Hi all,
### The problem at hand ###
I am trying to model a workflow where a manager process and multiple worker processes have multiple "conversations" simultaneously.
The manager process had a "main thread" that sends messages to each workers, waits for them to do something and picks up the results (this entire pattern being repeated many times).
It also has a secondary thread that listens on messages from the workers and processes them independently of the main computations (sending back a status to the workers).

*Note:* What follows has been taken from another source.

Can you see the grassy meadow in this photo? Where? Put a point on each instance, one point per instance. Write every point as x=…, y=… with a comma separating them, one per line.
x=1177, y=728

The secondary thread is very simple: it looks as follows (pseudo-code):
while (true) {
status = probe(comm) if (status.tag == relatedToThisThread) { msg = receive(comm, status.tag, status.source) status = process(msg) send(comm, status) } }
From the worker's point of view, they may issue calls to the secondary thread at any time in the middle of their work or between two pieces of work.

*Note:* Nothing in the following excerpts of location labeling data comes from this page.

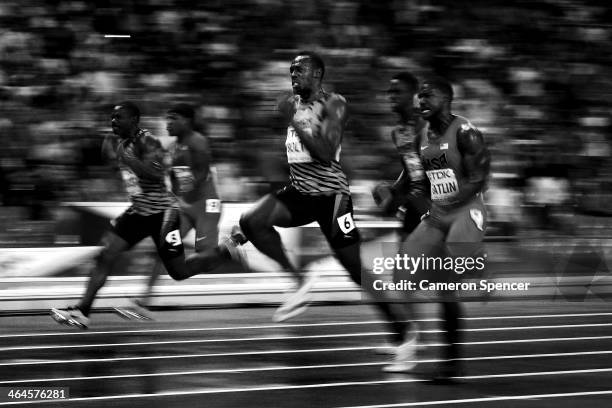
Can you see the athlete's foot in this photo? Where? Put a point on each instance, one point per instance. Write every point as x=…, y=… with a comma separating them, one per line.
x=238, y=236
x=136, y=310
x=71, y=316
x=405, y=355
x=235, y=251
x=391, y=349
x=297, y=302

I tried 2 different approaches so far to model this workflow:
### Case 1: 1 Manager( 1 communicator, 2 threads); N Workers (1 communicator, 1 thread each) ###
The Manager has one communicator with which it can communicate with all Workers.
Both threads share a reference to the same communicator that is hooked to the N Worker processes.

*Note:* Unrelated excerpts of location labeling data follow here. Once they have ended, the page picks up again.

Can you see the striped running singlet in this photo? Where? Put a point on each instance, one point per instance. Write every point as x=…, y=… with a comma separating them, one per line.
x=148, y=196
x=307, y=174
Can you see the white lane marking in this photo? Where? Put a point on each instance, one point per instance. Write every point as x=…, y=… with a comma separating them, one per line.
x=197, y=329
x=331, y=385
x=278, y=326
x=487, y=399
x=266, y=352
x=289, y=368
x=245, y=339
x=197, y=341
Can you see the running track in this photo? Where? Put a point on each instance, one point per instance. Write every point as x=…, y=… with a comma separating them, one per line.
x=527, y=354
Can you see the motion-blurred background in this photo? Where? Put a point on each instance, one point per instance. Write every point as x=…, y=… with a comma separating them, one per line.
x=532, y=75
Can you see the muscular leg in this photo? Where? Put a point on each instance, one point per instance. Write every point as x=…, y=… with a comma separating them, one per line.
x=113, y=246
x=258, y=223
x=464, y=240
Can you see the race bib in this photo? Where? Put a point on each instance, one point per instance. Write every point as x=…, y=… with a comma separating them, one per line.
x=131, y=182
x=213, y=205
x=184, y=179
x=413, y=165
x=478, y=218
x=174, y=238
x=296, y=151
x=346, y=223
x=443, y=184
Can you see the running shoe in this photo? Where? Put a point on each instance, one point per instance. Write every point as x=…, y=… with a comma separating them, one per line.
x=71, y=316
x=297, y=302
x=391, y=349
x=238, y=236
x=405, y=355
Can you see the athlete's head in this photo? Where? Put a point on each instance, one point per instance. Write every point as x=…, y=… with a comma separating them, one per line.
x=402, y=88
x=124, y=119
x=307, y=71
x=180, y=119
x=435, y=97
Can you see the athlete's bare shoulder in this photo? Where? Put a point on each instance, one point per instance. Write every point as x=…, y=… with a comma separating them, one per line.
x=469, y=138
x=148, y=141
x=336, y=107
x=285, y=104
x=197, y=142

I sometimes get failures where even though I am calling "receive" with a given tag and source; messages addressed to different threads seem to get intermingled occasionally (can be made reproducible by having a large number of worker processes).
### Case 2: 1 Manager ( N communicators, N + 1 threads); N Workers (1 communicator, 1 thread each) ###
The Manager has one communicator per worker (mostly to improve fault tolerance). Each communicator is referenced to by both the main thread and one of the N secondary threads.
This seems more reliable. In particular, it scales better with a large number of workers. However, I cannot convince myself that the same problem I observed in case 1 cannot happen here.
### My question ###
I was wondering if anyone had had to deal with a similar situation. What strategy did you use to solve these issues?
From my initial readings, it seems that MPI_Mprobe and MPI_Mreceive may be the key to solving this problem; but I would welcome any suggestion while I'm experimenting with this situation.